Hedge funds and other money managers purchased the equivalent of 122 million barrels of crude and fuels in the six most important futures and options contracts in the week to Sept. 10, the largest one-week increase for more than a year.
The jump came after five months in which fund managers had been mostly sold oil, suggesting the market had reached a turning point even before the attack on Abqaiq.
Portfolio managers were buyers of Brent (+52 MMbbl), NYMEX and ICE WTI (+30 MMbbl), U.S. gasoline (+9 MMbbl), U.S. diesel (+9 MMbbl) and European gasoil (+21 MMbbl).
Position changes were split fairly evenly between short-covering and the establishment of new long positions, according to an analysis of records published by regulators and exchanges.
Fund managers cut short positions by 54 MMbbl while boosting longs by 67 MMbb.
The ratio of hedge funds' long to short positions, probably the most useful way of measuring their expectation of future price changes, jumped to 4.00:1 from 2.91:1 the previous week.
Most of the bullishness seems to have come from increased hopes the United States and China would reach at least a temporary truce in their worsening trade conflict.
Both governments announced confidence-building measures, including the postponement of some scheduled tariff increases, ahead of a planned resumption of trade talks in October.
New Situation
The attack on Saudi Arabia's oil processing facilities at Abqaiq and its Khurais super-giant oilfield has completely transformed the market situation.
By removing more than 5 MMbl/d of crude production from the market, some of it for an extended period, the attacks amount to a significant negative supply shock.

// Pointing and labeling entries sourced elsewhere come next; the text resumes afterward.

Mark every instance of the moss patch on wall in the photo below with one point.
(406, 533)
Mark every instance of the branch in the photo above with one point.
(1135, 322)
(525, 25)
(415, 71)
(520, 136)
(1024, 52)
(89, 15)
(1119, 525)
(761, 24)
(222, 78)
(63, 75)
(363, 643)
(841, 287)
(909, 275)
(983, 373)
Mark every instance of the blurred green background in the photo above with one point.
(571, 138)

Front-month Brent futures prices surged by more than 14% on Monday, equivalent to more than 6.6 standard deviations, and the largest one-day percentage increase on record.
The extended production shortfall will have to be met from a combination of commercial inventory drawdowns, releases from government-controlled emergency stocks, and price-driven demand restraint.
Substantial price increases signal the need for consumers to use less fuel until the facilities can be repaired or alternative production becomes available.
Hedge funds are likely to have been substantial buyers of crude contracts on Monday, which will accelerate and possibly exaggerate the adjustment process.
Growth in oil consumption, which was already well below its long-term trend in the first half of the year, is now likely to remain weak through the end of the year.
The outlook over the next 6 to 12 months is complicated.
On the production side, damage to Saudi installations will cut output and points unambiguously to the need for higher prices to rebalance the market.
On the consumption side, a trade truce would be positive for fuel use, but higher prices will hit a global economy that has already lost significant momentum, cancelling some of the benefit from trade, and could cut consumption significantly.
Oil prices will have to be higher than they would have been without the attack on Abqaiq. But how much higher depends on how long it takes to make repairs; whether policymakers choose to release emergency stocks to blunt the price impact; and how higher prices interact with an already slowing global economy.